Following this method in a re-architecture process would essentially involve rebuilding the entirety of the existing product and then cutting over to the new platform when complete. You can already picture the countless ways in which this could possibly go wrong.
Building with a big bang methodology can be a conscious decision but in most cases it’s a slow growing beast that no one sees coming. What’s deemed feature complete is a boundless list. The product needs some tweaking and then a little more and then just a little bit more. It’s never quite ready to be launched.
There is a high failure rate associated with this form of development and rightfully so. Significant time and money can be lost to big bang development.
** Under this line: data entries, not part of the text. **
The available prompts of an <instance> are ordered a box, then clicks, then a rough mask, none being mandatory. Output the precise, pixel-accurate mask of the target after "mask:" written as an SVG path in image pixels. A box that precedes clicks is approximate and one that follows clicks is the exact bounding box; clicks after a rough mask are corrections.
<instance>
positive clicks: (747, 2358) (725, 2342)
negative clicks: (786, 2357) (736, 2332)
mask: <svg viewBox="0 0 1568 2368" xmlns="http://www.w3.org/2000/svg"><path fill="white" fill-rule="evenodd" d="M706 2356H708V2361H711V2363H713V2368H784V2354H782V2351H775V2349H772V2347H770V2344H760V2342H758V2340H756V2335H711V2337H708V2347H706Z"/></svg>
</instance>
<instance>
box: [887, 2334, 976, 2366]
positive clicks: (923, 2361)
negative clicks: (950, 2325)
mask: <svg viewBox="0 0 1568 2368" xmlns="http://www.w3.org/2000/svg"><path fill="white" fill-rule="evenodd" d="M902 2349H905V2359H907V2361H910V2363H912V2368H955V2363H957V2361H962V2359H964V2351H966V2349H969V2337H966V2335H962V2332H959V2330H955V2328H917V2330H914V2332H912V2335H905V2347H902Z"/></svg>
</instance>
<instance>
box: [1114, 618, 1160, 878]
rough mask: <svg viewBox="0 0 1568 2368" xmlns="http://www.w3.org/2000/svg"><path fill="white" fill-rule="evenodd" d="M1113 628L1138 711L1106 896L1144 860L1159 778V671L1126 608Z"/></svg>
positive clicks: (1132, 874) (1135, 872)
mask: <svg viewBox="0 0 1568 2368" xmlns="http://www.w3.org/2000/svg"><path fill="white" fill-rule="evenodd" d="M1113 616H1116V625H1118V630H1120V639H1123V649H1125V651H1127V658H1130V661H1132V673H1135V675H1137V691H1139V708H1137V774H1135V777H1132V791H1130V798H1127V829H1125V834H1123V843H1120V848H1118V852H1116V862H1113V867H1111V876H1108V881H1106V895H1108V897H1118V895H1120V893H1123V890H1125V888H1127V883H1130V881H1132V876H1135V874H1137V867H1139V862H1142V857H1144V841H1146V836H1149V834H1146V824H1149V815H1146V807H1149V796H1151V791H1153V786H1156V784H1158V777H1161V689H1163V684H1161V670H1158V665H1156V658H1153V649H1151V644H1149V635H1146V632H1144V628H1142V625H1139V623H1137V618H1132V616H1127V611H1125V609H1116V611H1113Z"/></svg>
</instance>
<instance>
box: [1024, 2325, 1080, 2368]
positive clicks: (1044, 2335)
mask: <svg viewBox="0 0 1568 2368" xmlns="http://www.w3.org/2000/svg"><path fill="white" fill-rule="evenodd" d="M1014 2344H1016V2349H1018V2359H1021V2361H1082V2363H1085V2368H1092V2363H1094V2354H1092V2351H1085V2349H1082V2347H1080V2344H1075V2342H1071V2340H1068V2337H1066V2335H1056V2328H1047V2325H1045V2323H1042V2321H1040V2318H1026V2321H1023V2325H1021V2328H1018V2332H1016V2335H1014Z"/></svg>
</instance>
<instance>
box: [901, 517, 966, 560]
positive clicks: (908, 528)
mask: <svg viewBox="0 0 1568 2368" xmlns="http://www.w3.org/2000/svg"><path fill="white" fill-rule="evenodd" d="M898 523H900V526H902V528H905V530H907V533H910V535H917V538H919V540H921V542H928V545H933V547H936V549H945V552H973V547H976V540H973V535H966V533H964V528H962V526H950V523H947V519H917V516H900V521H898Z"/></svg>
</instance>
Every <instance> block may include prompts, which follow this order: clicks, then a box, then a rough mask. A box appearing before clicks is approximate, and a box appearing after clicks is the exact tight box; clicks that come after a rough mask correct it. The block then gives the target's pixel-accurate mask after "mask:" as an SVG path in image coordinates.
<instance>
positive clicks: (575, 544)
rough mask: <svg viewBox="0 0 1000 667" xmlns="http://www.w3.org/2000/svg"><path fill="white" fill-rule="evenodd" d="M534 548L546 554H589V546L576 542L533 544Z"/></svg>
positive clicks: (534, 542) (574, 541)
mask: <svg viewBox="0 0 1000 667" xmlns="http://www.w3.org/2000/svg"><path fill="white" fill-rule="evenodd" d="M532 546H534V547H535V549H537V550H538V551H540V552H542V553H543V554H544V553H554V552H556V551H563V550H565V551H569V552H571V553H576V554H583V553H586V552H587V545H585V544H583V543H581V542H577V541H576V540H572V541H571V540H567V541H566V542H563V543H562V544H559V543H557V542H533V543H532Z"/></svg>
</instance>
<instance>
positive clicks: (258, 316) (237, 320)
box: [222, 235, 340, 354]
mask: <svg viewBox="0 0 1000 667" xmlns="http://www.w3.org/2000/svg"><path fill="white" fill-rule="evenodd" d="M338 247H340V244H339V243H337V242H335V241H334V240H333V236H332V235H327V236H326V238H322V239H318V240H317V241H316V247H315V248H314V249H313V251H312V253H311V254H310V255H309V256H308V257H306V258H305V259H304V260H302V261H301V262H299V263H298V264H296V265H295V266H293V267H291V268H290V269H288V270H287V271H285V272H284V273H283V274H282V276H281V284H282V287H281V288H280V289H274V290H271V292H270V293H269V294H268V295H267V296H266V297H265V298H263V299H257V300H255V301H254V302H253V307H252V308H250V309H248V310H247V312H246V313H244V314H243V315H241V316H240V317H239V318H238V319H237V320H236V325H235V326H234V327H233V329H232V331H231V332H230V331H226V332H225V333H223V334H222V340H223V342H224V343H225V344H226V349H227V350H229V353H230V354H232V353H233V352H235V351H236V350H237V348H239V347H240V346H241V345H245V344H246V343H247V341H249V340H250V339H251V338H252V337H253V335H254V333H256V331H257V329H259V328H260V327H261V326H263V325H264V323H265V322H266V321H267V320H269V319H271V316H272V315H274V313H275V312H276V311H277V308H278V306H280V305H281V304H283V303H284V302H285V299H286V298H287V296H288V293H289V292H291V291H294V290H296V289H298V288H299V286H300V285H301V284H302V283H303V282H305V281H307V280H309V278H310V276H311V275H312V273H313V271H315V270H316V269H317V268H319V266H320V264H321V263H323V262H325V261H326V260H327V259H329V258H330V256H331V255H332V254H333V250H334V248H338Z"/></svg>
How does the team know what they’re building is actually still viable in the market today? The opportunity could be lost and without feedback along the way it’s hard to tell whether you’re still going down the right path.
When taking on the process of re-architecture we know what the end goal is but the task of getting there should be broken down into smaller deliverables that can be achieved in short spaces of time.
Avoid the big bang at all costs. Aim for two week sprint deliverables with quarterly milestones for larger chunks of work. Each cycle moves you closer to the end goal while producing tangible results in the interim.
Microservices are not a panacea
When it comes to scaling technology and teams, there’s no silver bullet. Success is a moving target. What works in a team of 10 will not work for 100 will not work for 1000 and so on. The same could be said for most choices within a company, whether their technology related or not.
Everything is a tradeoff. Managing a microservices architecture can require significantly more operational work but the benefits of such a system are seen in the increased speed of execution and scalability.
We see a natural path towards the adoption of microservices within organisations. At a certain scale it becomes more difficult to manage monolithic systems and the tradeoffs in decentralising both people and technology are worth making for the benefits they provide.
Many companies have undergone these learnings by trial and error, in the days before we learned of microservices, before GitHub and open source software became popular, back when it was deemed a competitive advantage to keep all things a secret.
Google is a prime example. They were really forced to learn, iterate and evolve due to the scaling requirements and their need to compete with the giants of their era like Microsoft and Yahoo.
Most of us will never quite reach the scale of Google but their experiences and knowledge of scale is incredibly valuable and we can leverage those to our advantage.
More and more companies are choosing to adopt microservices at some point in their journey, whether it be a conscious effort with large scale R&D or a more iterative and methodical approach.
It’s clear that their are tradeoffs in adopting microservices and many challenges along the way. There’s no one path to success but we’re now seeing patterns and processes emerge that may result in microservices being the ideal way forward for a number of companies.